While BTS’ AMAs appearance may come as a surprise introduction for some viewers, the group has been gradually approaching the American market for several years now. Whether it’s through intimate concerts, their socially aware hip-pop musical style, or their social media content, the seven members of BTS–RM, Suga, Jungkook, Jin, Jimin, V and J-Hope– have endeared themselves to millions of fans around the country over several years. They broke through to the mainstream music world’s conscious last May after taking home the Top Social Artist award at the Billboard Music Awards, going from an under-the-radar international act with a strong following locally to one that is all but impossible to ignore in the current state of the American pop industry.

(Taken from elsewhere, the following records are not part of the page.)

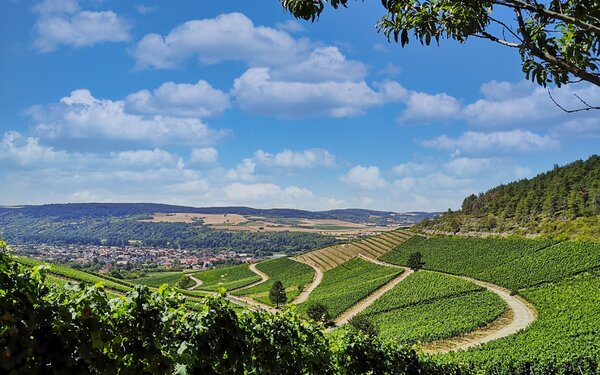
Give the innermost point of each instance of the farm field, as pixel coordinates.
(229, 278)
(292, 274)
(561, 280)
(563, 340)
(158, 278)
(468, 256)
(431, 306)
(348, 283)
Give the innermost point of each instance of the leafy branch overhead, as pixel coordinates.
(558, 40)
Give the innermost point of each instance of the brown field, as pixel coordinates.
(234, 222)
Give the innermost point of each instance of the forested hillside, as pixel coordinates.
(565, 200)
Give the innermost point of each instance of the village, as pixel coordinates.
(129, 257)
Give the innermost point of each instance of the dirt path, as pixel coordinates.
(520, 315)
(263, 278)
(303, 296)
(194, 279)
(371, 298)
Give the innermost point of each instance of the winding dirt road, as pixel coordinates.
(520, 315)
(303, 296)
(371, 298)
(263, 278)
(194, 279)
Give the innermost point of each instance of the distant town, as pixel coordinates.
(127, 257)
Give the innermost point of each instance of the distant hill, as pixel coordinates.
(563, 201)
(80, 210)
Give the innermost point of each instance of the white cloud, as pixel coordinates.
(241, 193)
(291, 26)
(152, 158)
(62, 22)
(145, 9)
(183, 99)
(494, 143)
(323, 64)
(230, 36)
(244, 171)
(296, 159)
(204, 156)
(82, 116)
(468, 166)
(425, 108)
(256, 91)
(24, 151)
(409, 168)
(367, 178)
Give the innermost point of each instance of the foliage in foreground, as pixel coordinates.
(80, 329)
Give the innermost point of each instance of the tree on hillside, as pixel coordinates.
(319, 313)
(364, 325)
(415, 261)
(558, 40)
(277, 293)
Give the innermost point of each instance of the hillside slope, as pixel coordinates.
(565, 200)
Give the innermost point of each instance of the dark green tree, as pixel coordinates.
(415, 261)
(556, 39)
(364, 325)
(277, 293)
(319, 313)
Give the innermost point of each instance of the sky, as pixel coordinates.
(232, 102)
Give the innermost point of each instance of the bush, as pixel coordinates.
(79, 329)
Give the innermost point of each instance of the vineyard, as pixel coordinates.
(563, 340)
(345, 285)
(431, 306)
(229, 278)
(158, 278)
(561, 279)
(370, 247)
(292, 274)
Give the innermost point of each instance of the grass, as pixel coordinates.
(348, 283)
(292, 274)
(227, 277)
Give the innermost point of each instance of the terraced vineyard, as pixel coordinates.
(292, 274)
(348, 283)
(431, 306)
(371, 247)
(561, 280)
(115, 286)
(229, 278)
(159, 278)
(563, 340)
(469, 256)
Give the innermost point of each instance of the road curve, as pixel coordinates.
(519, 316)
(303, 296)
(371, 298)
(194, 279)
(263, 278)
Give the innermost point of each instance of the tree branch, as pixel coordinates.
(587, 106)
(517, 4)
(586, 76)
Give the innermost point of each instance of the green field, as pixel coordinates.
(159, 278)
(348, 283)
(431, 306)
(228, 278)
(292, 274)
(561, 280)
(563, 340)
(469, 256)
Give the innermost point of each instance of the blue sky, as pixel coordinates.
(235, 103)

It’s been a long run for the boy band as they have pushed into the U.S. scene at a time when Korean music in general has seen major growing interest in the States: there have been well over a dozen K-pop and K-hip-hop concerts in the country this year, reports CNN. The leaders of this push are BTS, who held a sold out a multi-city arena tour earlier this year as part of their 40-show global 2017 BTS Live Trilogy Episode III: The Wings Tour.

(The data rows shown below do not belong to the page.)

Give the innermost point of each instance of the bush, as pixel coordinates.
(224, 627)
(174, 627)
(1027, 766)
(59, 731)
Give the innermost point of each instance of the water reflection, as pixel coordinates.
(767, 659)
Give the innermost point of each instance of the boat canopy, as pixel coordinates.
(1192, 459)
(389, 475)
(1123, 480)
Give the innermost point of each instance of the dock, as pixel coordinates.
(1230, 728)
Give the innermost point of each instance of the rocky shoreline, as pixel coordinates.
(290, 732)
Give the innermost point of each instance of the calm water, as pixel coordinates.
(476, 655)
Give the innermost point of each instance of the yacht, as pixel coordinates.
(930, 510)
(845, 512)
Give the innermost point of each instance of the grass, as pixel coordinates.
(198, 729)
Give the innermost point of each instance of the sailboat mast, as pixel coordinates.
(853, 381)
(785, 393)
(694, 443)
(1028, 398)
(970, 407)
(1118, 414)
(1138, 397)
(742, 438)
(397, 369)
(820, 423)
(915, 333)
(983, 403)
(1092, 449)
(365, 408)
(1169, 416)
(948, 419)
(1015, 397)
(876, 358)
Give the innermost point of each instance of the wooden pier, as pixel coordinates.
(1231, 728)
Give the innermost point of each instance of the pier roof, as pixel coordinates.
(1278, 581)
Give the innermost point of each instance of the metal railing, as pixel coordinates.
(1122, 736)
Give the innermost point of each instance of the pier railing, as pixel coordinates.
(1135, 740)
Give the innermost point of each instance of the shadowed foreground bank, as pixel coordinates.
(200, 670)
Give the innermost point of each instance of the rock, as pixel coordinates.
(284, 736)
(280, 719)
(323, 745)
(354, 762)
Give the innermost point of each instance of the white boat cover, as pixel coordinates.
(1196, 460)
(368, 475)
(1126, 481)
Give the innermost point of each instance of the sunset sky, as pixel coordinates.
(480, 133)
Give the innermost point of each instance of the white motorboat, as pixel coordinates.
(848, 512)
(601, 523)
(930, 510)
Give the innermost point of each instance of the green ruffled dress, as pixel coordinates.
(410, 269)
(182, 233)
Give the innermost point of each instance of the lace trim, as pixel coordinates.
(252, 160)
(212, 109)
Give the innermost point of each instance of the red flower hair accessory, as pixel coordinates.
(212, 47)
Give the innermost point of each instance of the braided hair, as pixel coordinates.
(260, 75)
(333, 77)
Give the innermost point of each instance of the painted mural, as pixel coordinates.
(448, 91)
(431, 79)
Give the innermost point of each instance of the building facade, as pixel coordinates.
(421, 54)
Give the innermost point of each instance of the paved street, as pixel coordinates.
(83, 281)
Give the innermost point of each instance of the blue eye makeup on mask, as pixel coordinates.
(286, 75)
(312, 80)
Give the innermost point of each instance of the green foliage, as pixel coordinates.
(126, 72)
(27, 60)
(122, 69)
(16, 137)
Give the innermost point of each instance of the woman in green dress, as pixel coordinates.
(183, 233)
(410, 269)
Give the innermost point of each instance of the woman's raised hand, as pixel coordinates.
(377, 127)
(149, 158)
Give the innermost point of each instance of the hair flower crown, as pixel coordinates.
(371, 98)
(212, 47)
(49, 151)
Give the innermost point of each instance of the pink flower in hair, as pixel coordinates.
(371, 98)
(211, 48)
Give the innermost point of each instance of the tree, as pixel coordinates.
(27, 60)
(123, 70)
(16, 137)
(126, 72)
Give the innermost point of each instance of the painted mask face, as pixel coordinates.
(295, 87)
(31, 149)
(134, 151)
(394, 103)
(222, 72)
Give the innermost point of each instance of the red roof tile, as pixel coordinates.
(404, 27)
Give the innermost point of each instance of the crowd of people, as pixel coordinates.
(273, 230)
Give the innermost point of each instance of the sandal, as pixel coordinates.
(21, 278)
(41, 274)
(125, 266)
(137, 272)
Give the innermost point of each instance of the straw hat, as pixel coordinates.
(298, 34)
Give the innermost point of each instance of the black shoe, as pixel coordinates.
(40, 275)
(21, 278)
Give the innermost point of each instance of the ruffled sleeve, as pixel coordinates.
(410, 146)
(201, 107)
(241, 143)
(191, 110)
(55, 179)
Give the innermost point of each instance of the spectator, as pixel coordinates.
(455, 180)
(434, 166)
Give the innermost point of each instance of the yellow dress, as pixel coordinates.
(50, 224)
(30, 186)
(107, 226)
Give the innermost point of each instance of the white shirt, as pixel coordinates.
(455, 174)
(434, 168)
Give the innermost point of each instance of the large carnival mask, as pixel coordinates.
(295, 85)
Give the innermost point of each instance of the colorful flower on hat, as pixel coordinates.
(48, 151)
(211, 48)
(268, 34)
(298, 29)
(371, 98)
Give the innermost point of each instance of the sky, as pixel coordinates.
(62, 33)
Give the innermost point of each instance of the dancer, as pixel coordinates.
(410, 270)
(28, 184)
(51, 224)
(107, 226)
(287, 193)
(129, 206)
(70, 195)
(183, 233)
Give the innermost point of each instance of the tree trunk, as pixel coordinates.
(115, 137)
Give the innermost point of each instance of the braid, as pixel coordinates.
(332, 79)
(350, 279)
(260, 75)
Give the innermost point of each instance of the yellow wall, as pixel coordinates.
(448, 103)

With spots on major network shows like "Jimmy Kimmel Live!," "The Ellen Degeneres Show" and "The Late Late Show with James Corden," November has proven to be a busy month for BTS stateside, but it’s hardly the first time the group has turned its attention to American audiences.

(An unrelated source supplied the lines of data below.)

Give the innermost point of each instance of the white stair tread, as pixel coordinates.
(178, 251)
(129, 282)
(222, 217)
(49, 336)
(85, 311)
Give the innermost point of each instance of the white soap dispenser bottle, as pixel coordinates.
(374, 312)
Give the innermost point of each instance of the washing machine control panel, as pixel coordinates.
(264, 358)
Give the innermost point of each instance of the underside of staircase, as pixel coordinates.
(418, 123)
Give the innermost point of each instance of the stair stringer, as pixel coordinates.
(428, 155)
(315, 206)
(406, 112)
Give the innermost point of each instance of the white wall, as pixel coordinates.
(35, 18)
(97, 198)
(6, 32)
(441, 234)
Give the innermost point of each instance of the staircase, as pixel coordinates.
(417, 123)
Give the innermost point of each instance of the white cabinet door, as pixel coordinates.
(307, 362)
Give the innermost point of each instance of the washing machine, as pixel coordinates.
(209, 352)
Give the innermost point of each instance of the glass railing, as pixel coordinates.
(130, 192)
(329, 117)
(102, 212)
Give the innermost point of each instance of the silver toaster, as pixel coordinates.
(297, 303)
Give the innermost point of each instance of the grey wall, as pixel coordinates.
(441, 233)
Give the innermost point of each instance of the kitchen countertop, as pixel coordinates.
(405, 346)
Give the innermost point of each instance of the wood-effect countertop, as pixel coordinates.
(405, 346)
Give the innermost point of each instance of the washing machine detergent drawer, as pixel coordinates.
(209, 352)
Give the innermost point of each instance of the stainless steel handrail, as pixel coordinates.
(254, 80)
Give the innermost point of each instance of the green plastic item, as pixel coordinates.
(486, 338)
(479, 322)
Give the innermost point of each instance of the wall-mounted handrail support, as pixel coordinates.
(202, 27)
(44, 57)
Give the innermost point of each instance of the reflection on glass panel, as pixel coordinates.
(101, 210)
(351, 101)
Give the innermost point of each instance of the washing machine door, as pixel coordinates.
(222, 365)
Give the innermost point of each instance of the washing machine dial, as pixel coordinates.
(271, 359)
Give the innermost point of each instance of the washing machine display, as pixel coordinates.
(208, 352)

Exploring American Music Early On
Coming out of the gate in 2013, BTS– an acronym for their Korean name Bangtan Seonyeondan that in turn translates into Bulletproof Boyscouts– presented themselves with a rebellious, hip-hop-tinged style of pop music. By the following year, they had begun to develop their identity further by investigating the American roots of hip-hop first hand through a reality show. “American Hustle Life” brought the septet to Los Angeles to learn from the likes of Coolio and Warren G.
The aimed intent to understand the roots of the genre they were drawing from, plus the bandmembers’ input into their music, appealed to early fans of BTS, creating a rapidly growing fanbase known collectively as ARMY. “What made BTS appeal to foreign fans is that there is a kind of authenticity in their performance,” Professor Suk-Young Kim, a K-pop expert and professor at the University of California, Los Angeles, said. “Their lyrics are so close to reality, [for people] who are suffering from pressures coming from all directions, uncertainty about the future, [and] low paying jobs. BTS really has the dark side of revealing it, a very honest way, rather than trying to gloss over and talk about love and relationships. Given the limitations of the K-pop industry, BTS comes across as a fairly authentic group.”